The 10th-century Sufi scholar Al-Qushayri, in his Epistle (Al-Risala al-Qushayriyya), writes about three parts of taqwa: "full trust in God with respect to what has not been granted to him; full satisfaction with what has been granted to him; and full patience with respect to what has eluded him."

In Sufism, taqwa has several degrees. The first degree or rank is that of the common people. This rank shuns anything associated with God. In other words, the common people participate in taqwa by simply avoiding shirk. The second degree or rank of taqwa are the elect who shun sins. The final rank is that of the prophets who avoid attributing acts to anyone other than God — "in other words, their fear comes to them from Him and is [directed] to Him." The highest rank are those who distance themselves from everything that separates them from God, for one of the main goals in Sufism is to get closer to God, because in Sufi thought the state of being separate from God is a privation equivalent to the torments of hell.

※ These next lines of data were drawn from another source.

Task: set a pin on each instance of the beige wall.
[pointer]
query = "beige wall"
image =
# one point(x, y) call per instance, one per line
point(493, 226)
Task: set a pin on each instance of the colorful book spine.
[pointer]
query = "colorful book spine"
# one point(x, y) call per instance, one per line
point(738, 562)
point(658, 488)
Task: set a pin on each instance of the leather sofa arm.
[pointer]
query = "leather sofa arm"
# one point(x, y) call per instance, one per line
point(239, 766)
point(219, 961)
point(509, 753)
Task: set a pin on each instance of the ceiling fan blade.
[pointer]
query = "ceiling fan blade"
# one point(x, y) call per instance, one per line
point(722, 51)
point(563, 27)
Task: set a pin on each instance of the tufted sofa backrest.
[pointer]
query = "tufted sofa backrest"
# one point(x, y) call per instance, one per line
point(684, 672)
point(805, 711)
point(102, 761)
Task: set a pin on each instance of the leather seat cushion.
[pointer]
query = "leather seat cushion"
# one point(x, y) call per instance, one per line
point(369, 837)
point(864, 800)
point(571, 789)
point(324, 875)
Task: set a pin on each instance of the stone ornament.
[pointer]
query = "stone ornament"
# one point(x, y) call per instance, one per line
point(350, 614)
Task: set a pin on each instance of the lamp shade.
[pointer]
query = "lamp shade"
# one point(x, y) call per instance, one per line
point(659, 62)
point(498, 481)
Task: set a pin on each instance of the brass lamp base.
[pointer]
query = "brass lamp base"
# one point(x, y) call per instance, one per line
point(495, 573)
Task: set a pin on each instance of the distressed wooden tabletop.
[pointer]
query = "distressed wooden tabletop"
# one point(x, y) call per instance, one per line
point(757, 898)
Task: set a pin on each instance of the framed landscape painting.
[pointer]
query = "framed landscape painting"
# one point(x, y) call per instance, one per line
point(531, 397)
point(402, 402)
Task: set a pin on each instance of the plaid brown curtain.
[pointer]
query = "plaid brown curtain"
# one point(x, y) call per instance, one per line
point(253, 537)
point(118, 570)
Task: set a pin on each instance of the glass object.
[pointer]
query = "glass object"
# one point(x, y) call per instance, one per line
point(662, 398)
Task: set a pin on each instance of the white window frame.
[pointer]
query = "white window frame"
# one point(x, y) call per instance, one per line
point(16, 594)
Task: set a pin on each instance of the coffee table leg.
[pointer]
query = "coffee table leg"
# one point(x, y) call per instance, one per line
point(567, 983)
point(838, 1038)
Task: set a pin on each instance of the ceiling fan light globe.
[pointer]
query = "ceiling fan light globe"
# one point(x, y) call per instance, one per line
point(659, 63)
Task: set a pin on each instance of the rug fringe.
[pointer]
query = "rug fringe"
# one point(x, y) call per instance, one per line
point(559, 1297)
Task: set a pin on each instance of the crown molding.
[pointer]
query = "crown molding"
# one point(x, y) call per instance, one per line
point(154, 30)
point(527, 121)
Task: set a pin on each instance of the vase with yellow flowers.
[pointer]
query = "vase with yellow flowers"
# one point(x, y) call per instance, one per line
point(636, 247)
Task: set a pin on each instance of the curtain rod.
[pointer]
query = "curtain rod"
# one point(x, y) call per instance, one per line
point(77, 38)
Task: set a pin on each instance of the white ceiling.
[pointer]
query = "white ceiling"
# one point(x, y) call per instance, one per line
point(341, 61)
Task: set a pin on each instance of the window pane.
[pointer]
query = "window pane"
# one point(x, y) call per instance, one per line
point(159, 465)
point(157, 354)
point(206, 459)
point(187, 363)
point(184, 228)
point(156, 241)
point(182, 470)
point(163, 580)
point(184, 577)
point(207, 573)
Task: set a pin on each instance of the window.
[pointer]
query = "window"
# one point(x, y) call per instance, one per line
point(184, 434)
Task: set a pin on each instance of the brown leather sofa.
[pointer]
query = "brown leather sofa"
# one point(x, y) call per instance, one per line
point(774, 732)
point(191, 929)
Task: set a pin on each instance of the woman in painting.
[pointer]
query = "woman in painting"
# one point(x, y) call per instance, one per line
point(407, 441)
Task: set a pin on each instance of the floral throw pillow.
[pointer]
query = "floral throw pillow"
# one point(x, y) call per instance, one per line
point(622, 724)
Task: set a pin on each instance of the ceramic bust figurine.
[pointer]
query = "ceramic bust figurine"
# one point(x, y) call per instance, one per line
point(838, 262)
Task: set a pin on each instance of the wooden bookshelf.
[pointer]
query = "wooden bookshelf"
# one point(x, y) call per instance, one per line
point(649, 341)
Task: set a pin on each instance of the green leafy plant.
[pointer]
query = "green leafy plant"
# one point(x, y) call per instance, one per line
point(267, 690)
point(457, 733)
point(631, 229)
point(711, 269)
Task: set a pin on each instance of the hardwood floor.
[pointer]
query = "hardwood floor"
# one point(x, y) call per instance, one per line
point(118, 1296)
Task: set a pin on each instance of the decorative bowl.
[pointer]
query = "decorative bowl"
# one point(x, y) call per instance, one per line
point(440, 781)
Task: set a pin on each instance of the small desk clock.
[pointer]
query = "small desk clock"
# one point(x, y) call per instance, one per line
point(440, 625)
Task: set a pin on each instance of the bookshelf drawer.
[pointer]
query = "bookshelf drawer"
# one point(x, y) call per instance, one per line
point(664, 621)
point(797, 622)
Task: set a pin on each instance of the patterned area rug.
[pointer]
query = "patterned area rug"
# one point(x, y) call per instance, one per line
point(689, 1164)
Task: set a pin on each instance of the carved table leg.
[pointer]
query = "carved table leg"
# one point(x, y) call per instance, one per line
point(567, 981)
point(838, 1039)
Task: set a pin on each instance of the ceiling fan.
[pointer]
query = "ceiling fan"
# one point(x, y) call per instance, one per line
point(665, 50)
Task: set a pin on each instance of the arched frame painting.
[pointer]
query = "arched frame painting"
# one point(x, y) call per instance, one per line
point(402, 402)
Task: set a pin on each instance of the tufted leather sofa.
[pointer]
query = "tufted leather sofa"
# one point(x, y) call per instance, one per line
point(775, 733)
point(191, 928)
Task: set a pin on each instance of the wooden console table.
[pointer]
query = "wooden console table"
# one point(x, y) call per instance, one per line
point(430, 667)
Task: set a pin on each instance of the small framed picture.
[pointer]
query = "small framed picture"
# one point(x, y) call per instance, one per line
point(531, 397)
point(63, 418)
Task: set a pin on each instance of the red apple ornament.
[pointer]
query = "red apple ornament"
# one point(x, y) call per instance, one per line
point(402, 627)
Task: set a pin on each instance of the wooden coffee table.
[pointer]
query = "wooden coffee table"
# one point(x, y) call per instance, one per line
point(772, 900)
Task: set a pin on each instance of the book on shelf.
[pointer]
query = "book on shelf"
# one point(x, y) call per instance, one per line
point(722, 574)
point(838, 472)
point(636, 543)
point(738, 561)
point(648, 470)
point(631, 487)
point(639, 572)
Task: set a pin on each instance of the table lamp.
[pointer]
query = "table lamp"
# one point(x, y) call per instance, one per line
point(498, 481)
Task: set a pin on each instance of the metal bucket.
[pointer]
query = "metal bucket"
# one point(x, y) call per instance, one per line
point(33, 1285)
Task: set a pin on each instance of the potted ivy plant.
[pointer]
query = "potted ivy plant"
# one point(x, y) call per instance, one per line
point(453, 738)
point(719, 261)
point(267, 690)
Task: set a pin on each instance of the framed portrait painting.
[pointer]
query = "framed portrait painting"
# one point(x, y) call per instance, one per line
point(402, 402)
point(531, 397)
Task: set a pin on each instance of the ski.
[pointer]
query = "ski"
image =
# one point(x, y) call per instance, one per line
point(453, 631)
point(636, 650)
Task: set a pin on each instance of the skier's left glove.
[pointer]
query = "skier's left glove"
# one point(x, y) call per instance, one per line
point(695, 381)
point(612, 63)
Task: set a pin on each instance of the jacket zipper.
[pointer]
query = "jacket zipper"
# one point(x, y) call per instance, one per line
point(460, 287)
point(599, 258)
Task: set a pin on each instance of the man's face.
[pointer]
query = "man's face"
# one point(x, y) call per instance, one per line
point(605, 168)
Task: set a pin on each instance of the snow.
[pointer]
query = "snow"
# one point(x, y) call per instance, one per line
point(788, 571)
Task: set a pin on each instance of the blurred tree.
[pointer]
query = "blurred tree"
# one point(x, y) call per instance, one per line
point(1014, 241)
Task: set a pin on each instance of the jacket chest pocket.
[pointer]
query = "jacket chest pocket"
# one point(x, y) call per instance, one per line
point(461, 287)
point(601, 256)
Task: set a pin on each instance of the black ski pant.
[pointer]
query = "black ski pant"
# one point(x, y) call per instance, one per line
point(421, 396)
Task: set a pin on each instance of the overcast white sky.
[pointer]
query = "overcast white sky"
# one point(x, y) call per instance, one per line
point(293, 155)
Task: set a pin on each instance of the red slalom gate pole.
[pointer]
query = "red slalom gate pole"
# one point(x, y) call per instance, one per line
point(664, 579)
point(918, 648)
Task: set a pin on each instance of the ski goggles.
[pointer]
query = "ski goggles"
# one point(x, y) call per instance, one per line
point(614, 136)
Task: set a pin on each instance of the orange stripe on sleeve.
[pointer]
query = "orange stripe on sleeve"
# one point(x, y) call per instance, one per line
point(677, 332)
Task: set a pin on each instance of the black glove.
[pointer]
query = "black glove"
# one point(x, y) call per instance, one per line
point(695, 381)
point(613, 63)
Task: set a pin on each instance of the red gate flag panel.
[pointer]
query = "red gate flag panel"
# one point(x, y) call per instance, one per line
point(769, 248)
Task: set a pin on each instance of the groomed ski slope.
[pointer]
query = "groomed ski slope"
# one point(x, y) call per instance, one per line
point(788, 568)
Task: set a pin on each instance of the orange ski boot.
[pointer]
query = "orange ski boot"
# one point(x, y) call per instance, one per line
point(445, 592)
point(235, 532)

The master-disciple relationship is one of great importance within Sufi practice. Taqwa is greatly valued within this relationship. God-fearing piety is seen as great religious devotion because it allows for "unhesitating obedience for the order's superior." In other words, if one can blindly follow his master, then he should be able to blindly follow God. Taqwa then leads to a lack of questioning authority, for the disciple submits to those with greater power than him. This submission reminds the disciple of God's power making the disciple a more devout worshipper of God.